THE DANGERS OF A CATASTROPHIC CONFLICT BETWEEN THE U.S. AND XI JINPING'S CHINA

An accessible primer on the evolving China–U.S. rivalry.

An exploration of one of the world’s most significant and fraught international relationships.

Rudd, CEO of Asia Society and the former prime minister of Australia, employs his considerable diplomatic experience to analyze Xi Jinping’s aggressive approach toward the world stage. The author sets out a readable cautionary tale, warning of the dangers of mutual distrust between China and the U.S. as well as the follies of the “Thucydides Trap,” described by historian Graham Allison as “the natural, inevitable discombobulation that occurs when a rising power threatens to displace a ruling power.” As Rudd amply demonstrates, Xi, as a kind of neo-Mao, is actively stoking the “depressingly familiar, ancient alchemies of xenophobia, nationalism, and political opportunism.” The author calls for new “rules of the road” for the two powers to navigate, and he shows the roots of the conflict in China’s suspicion of foreigners, regarded as culturally inferior and irrelevant, and the stance of the American government, which, despite its avowed anti-colonialism, has often disregarded China as an equal trading partner and pursued aggressive, patronizing policies toward China.
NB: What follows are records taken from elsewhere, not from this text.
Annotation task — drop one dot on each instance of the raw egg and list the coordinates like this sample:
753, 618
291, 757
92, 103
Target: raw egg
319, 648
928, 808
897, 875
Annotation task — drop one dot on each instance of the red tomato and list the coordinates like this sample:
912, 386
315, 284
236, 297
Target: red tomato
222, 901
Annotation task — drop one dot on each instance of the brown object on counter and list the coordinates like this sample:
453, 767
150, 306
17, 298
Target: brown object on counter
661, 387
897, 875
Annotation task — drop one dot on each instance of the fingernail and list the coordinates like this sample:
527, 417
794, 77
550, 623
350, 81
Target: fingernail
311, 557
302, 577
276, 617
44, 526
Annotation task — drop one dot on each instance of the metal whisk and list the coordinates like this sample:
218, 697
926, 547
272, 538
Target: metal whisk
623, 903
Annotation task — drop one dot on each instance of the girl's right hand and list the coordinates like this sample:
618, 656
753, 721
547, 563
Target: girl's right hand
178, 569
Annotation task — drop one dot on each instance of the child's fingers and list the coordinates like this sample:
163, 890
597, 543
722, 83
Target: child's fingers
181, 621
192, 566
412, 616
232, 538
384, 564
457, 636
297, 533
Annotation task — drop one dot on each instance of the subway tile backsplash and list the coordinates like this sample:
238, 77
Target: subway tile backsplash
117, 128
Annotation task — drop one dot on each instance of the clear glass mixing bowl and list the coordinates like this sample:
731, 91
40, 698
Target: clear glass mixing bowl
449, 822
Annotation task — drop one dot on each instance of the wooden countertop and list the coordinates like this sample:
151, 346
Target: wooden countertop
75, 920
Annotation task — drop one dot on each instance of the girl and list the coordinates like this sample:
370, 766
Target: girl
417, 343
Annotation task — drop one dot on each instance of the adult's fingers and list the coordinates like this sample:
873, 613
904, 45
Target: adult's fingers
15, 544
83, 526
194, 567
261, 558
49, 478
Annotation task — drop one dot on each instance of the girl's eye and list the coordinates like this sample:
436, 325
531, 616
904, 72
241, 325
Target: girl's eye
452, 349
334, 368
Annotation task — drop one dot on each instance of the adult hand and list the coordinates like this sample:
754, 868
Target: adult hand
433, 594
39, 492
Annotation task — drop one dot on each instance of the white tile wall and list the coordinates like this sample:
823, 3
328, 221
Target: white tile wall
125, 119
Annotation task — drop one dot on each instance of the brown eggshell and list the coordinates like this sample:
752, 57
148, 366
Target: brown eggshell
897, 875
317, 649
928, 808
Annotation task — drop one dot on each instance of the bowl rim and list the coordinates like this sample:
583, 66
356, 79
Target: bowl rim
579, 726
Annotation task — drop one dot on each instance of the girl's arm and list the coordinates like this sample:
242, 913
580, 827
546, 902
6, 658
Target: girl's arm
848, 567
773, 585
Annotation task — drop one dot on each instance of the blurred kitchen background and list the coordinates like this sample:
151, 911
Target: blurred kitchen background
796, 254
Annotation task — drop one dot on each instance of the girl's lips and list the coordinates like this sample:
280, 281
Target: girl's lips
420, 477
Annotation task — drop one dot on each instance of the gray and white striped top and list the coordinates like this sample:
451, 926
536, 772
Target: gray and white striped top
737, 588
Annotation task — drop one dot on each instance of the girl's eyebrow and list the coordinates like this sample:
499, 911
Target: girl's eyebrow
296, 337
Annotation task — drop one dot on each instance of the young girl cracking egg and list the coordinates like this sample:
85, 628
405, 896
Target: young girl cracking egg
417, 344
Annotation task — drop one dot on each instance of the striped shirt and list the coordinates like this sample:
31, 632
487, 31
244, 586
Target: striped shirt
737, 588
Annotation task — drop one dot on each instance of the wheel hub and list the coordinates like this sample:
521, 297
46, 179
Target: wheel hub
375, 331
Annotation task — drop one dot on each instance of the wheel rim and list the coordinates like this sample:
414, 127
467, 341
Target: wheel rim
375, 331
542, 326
After World War I, for example, “America’s status, in the eyes of China’s emerging political class, collapsed overnight from national savior to spineless hypocrite.” Rudd surmises that Beijing sees the relationship as a transactional one while the U.S. has viewed it as “transformational, carrying with it the deeper objective of changing the fundamental nature of Communist China itself.” This has not happened, of course, and the author walks us through Xi’s “ten concentric circles of interest,” which include the widespread consolidation of power, national unity, unfettered economic growth, “securing China’s maritime periphery in East Asia and the west Pacific,” and even “rewriting the global rules-based order.” Where Xi is perhaps most vulnerable is in environmental policy or a situation in which cracks develop in the seemingly endless economic expansion plan.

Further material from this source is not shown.